Gli Usa spingono sull’acceleratore, l’Europa arranca

Le richieste di Biden sui vaccini potrebbero avere ripercussioni sulla campagna europea, che in questo momento arranca. Deutsche Welle ricorda che la Commissione europea aveva precedentemente derubricato la sua politica di approvvigionamento sui vaccini come un successo. “Siamo molto attivi nell’assicurare che le aziende lavorino con noi sulla base degli Apa [contratti] che hanno firmato con noi”, ha spiegato il portavoce Eric Mamer in risposta alle segnalazioni di forniture dei vaccini in calo. Lunedì, il comitato direttivo dell’Ue sui vaccini si è incontrato con AstraZeneca per ricordare alla società farmaceutica britannico-svedese i suoi obblighi contrattuali. L’Ue ha già grandi aspettative sul vaccino, che dovrebbe essere approvato entro venerdì: è più economico rispetto ai concorrenti precedenti e più facile da conservare. Tuttavia, AstraZeneca ha dichiarato la scorsa settimana che “i volumi iniziali saranno inferiori alle attese” a causa di problemi con un fornitore. L’Ue aveva ordinato 400 milioni di dosi da AstraZeneca.

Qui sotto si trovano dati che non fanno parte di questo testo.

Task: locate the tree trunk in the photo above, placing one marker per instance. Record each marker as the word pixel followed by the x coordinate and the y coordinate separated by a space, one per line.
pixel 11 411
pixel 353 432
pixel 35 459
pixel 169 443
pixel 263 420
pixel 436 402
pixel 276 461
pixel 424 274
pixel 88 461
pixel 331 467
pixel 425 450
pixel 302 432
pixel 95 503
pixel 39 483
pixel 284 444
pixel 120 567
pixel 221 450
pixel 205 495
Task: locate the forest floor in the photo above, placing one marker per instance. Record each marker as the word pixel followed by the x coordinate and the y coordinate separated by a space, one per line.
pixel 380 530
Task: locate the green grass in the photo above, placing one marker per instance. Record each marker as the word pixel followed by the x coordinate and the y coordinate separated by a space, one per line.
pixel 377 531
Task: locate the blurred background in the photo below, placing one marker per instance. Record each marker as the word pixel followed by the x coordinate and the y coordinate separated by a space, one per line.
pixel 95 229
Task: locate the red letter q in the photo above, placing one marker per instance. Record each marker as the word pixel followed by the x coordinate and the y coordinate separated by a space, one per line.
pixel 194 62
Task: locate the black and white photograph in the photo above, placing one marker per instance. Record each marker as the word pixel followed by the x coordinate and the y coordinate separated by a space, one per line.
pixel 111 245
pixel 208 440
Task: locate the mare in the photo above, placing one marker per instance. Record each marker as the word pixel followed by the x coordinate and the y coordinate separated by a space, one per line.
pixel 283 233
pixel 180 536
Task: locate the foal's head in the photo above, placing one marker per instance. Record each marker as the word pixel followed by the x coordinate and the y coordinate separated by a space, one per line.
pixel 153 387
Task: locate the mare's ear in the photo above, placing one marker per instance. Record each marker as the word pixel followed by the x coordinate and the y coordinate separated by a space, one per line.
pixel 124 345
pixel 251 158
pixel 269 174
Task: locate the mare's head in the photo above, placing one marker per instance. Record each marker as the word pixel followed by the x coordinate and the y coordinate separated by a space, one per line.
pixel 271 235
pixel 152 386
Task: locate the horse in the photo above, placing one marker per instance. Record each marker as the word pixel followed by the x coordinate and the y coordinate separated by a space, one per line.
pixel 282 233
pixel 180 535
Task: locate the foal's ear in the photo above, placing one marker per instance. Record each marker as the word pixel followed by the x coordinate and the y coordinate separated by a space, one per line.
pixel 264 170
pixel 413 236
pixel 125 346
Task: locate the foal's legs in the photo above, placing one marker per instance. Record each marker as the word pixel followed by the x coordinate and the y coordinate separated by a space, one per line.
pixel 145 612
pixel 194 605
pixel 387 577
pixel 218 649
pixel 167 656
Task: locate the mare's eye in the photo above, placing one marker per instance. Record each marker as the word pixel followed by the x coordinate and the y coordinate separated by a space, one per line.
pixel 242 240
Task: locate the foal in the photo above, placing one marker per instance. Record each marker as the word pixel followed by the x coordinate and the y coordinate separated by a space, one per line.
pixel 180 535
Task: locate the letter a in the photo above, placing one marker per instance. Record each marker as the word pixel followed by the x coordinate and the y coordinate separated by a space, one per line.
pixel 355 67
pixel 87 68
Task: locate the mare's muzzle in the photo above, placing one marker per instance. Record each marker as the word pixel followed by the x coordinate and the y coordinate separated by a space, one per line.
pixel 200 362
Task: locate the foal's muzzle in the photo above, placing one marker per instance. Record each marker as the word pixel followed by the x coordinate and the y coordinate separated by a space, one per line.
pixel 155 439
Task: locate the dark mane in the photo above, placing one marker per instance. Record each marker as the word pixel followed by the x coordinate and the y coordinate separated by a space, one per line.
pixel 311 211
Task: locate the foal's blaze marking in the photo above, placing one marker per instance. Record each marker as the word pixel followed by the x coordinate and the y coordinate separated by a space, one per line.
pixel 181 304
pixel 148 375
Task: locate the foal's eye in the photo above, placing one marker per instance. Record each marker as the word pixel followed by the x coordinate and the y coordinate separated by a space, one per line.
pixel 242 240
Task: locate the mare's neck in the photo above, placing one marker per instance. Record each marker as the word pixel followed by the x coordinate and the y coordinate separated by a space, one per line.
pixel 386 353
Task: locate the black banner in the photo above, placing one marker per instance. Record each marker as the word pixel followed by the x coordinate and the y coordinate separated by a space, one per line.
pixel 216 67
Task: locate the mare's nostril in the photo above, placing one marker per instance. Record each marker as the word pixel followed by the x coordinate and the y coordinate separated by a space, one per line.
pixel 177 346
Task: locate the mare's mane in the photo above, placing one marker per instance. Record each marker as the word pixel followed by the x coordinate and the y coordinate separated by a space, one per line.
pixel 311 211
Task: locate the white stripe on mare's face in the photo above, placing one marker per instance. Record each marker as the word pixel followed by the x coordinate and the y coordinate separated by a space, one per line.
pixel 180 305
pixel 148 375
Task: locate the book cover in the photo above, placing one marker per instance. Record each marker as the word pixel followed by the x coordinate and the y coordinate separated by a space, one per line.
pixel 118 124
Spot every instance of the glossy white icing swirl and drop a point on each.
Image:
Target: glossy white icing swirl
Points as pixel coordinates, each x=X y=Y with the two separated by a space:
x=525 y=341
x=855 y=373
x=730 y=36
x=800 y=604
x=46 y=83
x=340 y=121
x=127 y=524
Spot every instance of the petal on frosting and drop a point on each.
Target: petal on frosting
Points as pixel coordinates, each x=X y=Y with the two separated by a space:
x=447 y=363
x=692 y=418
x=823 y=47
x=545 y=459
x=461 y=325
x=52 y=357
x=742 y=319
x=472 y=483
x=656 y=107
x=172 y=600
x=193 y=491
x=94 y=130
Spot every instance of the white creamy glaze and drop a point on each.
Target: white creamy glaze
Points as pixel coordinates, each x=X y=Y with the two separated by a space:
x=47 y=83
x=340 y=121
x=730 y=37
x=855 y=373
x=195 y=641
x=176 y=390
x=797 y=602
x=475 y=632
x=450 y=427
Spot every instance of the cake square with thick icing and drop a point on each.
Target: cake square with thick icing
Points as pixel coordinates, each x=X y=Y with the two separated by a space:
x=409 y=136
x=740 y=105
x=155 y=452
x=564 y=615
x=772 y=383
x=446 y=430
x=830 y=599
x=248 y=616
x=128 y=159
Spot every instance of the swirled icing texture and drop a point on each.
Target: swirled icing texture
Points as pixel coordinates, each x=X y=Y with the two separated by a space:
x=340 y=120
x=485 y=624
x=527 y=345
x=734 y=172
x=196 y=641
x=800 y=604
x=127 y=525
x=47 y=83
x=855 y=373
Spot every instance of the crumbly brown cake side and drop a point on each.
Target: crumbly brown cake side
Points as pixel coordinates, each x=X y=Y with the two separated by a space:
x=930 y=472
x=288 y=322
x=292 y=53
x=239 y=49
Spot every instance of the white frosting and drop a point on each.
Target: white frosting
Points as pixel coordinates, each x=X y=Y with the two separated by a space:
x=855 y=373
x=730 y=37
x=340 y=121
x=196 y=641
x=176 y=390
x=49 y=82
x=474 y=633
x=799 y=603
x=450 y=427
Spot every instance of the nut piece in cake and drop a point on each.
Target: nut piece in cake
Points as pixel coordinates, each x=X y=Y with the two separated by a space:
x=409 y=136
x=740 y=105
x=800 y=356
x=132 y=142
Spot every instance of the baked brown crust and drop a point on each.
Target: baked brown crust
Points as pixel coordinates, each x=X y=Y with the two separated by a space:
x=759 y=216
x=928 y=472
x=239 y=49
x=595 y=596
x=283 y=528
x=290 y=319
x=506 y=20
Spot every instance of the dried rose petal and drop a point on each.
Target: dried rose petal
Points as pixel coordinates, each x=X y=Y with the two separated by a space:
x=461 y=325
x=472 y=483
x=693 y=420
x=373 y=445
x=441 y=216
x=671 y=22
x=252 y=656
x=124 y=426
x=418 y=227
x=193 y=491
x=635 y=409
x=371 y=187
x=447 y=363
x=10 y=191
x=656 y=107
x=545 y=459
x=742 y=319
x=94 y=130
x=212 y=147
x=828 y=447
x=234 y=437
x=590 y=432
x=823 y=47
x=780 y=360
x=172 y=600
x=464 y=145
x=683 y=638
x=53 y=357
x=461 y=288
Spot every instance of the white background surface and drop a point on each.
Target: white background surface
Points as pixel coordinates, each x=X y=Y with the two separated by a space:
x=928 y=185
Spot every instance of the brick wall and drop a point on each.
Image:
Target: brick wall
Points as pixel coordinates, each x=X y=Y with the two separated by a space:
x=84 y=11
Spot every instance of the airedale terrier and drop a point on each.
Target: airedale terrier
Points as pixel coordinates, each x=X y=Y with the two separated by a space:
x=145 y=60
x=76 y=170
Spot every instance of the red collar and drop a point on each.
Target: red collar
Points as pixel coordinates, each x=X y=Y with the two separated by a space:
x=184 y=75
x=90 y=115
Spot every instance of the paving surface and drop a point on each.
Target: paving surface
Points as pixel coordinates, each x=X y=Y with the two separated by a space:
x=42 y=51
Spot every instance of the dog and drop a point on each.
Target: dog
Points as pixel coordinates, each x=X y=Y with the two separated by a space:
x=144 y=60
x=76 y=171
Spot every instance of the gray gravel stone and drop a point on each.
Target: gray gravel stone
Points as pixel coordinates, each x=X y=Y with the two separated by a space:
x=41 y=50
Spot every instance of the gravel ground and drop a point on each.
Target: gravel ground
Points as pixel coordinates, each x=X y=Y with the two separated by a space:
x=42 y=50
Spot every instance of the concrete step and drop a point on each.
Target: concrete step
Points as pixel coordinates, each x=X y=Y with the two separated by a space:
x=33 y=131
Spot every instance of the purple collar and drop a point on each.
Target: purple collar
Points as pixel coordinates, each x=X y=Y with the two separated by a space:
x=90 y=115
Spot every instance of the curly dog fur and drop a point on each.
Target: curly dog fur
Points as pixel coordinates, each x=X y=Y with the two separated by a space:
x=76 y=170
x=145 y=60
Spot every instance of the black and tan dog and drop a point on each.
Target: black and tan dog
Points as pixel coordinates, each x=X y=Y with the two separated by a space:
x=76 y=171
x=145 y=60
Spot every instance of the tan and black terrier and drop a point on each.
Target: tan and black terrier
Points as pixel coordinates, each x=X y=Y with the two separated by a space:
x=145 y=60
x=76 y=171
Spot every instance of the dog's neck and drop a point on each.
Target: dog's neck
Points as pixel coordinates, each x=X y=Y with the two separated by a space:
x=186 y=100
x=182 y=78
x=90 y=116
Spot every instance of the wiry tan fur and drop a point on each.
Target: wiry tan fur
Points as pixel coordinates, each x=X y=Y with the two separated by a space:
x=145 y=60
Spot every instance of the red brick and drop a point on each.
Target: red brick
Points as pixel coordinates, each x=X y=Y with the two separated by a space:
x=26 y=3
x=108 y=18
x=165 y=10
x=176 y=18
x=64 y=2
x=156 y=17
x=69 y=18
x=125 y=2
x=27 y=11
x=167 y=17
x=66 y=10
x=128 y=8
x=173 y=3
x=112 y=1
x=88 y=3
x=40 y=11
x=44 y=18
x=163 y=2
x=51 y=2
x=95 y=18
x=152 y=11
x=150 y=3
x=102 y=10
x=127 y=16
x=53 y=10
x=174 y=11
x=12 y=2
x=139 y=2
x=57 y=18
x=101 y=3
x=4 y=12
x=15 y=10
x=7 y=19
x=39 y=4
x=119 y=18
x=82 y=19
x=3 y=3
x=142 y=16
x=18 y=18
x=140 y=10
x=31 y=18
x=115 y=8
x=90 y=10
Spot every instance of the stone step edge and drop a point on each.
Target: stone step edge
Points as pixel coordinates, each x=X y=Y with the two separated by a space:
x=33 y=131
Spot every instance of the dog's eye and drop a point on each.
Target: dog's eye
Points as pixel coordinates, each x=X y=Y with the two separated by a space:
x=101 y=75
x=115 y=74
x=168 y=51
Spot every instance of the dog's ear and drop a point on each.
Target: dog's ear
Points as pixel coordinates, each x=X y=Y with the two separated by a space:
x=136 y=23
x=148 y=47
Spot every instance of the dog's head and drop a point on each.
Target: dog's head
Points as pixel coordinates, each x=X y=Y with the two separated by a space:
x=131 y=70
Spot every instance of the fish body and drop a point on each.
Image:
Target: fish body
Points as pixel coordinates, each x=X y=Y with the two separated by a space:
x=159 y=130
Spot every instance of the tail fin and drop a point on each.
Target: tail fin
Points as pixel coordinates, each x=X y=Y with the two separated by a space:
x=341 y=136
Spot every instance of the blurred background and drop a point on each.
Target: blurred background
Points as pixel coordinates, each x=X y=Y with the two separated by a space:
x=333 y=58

Anche il colosso statunitense Pfizer non è stato in grado di soddisfare le richieste. Considerato il piano del Presidente Usa Joe Biden presentato nelle scorse ore, ora l’azienda americana potrebbe andare incontro ad ulteriori difficoltà. “Per rispondere alle richieste, in particolare a quelle della Commissione europea, abbiamo dovuto espandere le nostre capacità”, ha detto la portavoce di Pfizer Marie-Lise Verschelde. Il governo italiano vuole portare in tribunale Pfizer e AstraZeneca per costringerli a rispettare i contratti firmati. “Stiamo avviando un’azione legale per ottenere le dosi, non una compensazione finanziaria”, ha detto domenica il ministro degli Esteri Luigi di Maio. Anche Clement Beaune, ministro francese degli Affari europei, ha invitato la Pfizer a “onorare i suoi impegni”. L’Irlanda è infuriata perché le carenze hanno rovinato i piani di vaccinazione del Paese, così come la Svezia, la Norvegia e diversi paesi dell’Europa orientale. Il presidente del Consiglio europeo, Charles Michel, non ha usato mezzi termini alla fine della scorsa settimana, affermando che “gli impegni sulle consegne delle aziende devono essere rispettati”.

Una scelta politica?

Secondo il Global Times – organo vicino al Partito comunista cinese – i ritardi di Pfizer potrebbero essere frutto di una decisione politica. Gli Stati Uniti, osserva, sono i più colpiti dalla pandemia nel mondo, con il maggior numero di casi confermati e morti. In questo contesto, gli Usa hanno una grande domanda di vaccini. “La capacità produttiva dell’azienda farmaceutica statunitense potrebbe non tenere il passo con la sua domanda interna. Gli Stati Uniti devono soddisfare prima la loro domanda interna, poi quella degli altri, il che è coerente con le caratteristiche diplomatiche degli Stati Uniti – perseguendo “America First”. Teoria frutto della propaganda cinese o possibile spiegazione dei ritardi sui vaccini? Staremo a vedere.